Under the Jewish Law, one who bore personal motives for or against the accused prevented such person from being a magistrate in the case of the accused.

Here, the accuser of Jesus was Annas, who was a member of the Supreme Sanhedrin. He was the father-in-law of Caiaphas, the presiding chairman. The five sons of Annas were also members of the Supreme Sanhedrin. Thus, the members consisted of the accuser himself, and six others who were related to the accuser. All of them convicted Jesus and voted for his death.

Fifth error: The charges against Jesus were changed several times, such that Jesus could not have been accorded due process of law.

At the start of the trial before the Sanhedrin, Jesus was charged with Sedition on the allegation that he was going to destroy the physical Temple in Jerusalem and build it in three days. This charge was abandoned. Trial proceeded against Jesus but this time, on the charge of blasphemy. Then, before Pilate, the charge of blasphemy was dropped, and, on the basis of Jesus having spoken of a new Kingdom being imminent, substituted this for still another one: "high treason" against Ceasar.

Those in the Sanhedrin were uncertain that their charge of blasphemy would be accepted by Pilate, given that such charge was but for an offense against the Jews. To be certain that Jesus was done away with, and because they did not want to kill Jesus themselves, the enemies of Jesus changed the charge to high treason, the most serious crime, and which, being political in nature, was over one on which the Romans exercised jurisdiction.

Sixth error: The conviction of Jesus violated the Rules on Evidence.

Even if Jesus could be considered to have rendered an admission so as to be considered as having committed blasphemy, still, according to Jewish Law during Jesus' time, no attempt could be made to lead a man to commit self-incrimination, especially if the penalty that resulted was death. A voluntary confession by him was not admissible in evidence, and therefore not competent to convict him. This was unless there came forward at least two witnesses whose testimonies were consistent in corroborating his self-incrimination. No such witnesses were presented.

Seventh error: Jesus was deprived of any opportunity to present evidence at his trial.

The Sanhedrin pronounced him guilty of blasphemy, without even exerting effort to determine whether his claim was true. But Jesus could have had many witnesses to prove his claim. And, had they known of his arrest, they would have appeared before the Supreme Sanhedrin to testify in his favor. Aside from Jesus' own disciples, these people were those who saw Jesus perform miracles either on them or on persons whom they knew.

These were, among many others, the leper, the paralytics, the man who was blind from birth and given the gift to see, the widow's son who was resurrected, the crippled woman, the Roman centurion's servant who was healed, the blind Bartimaeus in Jericho who was cured, Lazarus who was brought back to life after several days in his grave.
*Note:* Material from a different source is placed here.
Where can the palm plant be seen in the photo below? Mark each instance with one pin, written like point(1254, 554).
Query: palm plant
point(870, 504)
All of them would have avowed as to the holiness of Jesus.

If they were not sufficient to convince those in trial that Jesus was indeed the Son of God, many others would have come forward to testify that they saw Jesus walk on the sea, and that they saw him feed crowds with a mere handful of fishes and few loaves of bread. Others would have testified as to having witnessed Jesus baptized by John and having heard the voice from the skies declare, "This is my beloved Son in whom I am well pleased!"
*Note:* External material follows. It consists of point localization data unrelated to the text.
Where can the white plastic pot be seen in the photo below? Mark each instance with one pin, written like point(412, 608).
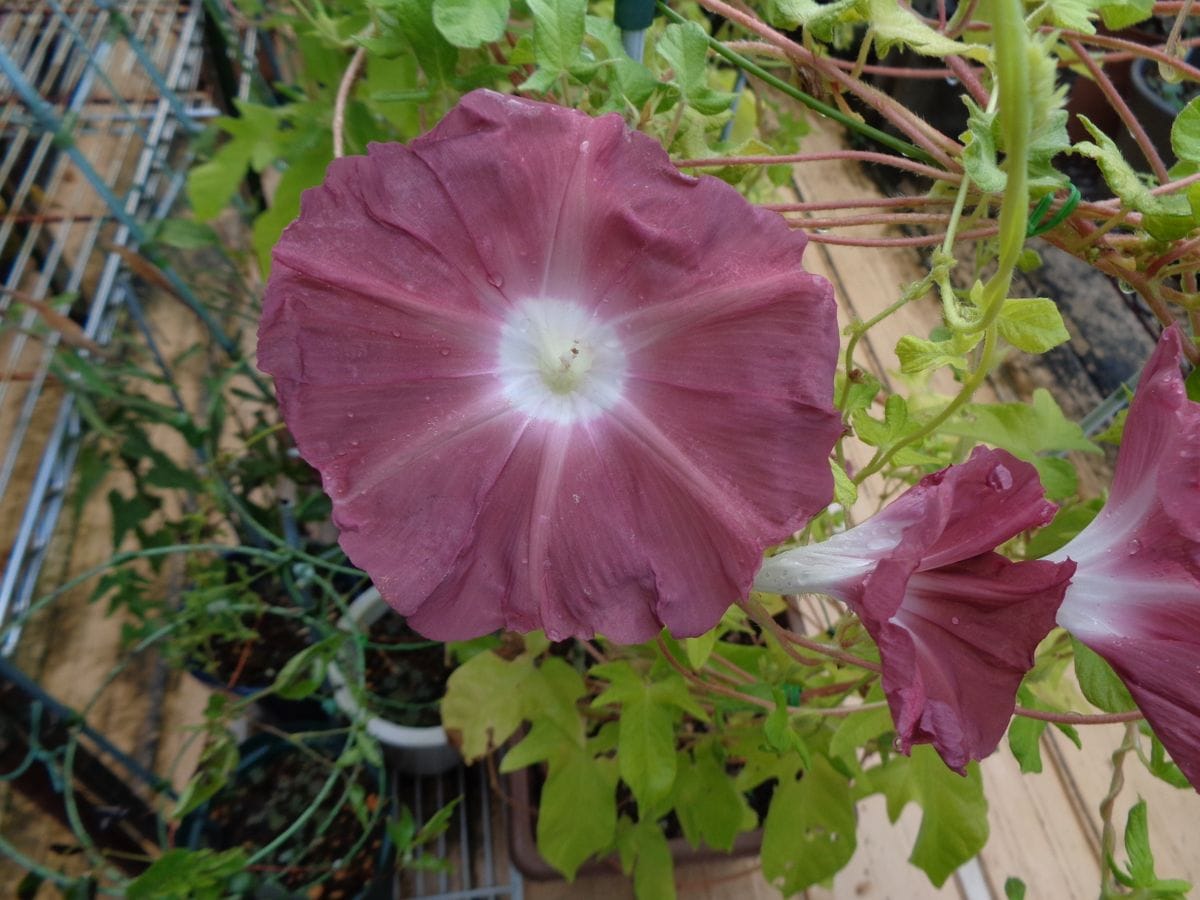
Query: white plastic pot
point(415, 751)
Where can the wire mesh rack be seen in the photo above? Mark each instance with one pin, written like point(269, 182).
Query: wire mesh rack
point(95, 100)
point(473, 847)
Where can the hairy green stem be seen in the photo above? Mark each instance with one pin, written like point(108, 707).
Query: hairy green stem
point(737, 59)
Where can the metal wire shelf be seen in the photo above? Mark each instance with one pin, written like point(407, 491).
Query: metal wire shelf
point(96, 100)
Eighth error: The decision to execute Jesus was contrary to the findings and conclusions made.

Pilate declared to the public three times that he found no crime committed by Jesus. Yet, he incongruously still allowed the execution of Jesus.

A review of the case of Jesus and a perusal of the arguments raised would show that the errors committed in Jesus' trial constituted severe violations, particularly of the right to due process of law. They were violations then, and are violations now - whether committed in Jerusalem or anywhere else.

Given all of these, Jesus would have been acquitted from his unjust and unfair trial, and any appeal from it would have readily caused it to be set aside.

(The author is currently a Justice of the Court of Appeals, and is a former regular columnist of Manila Bulletin.)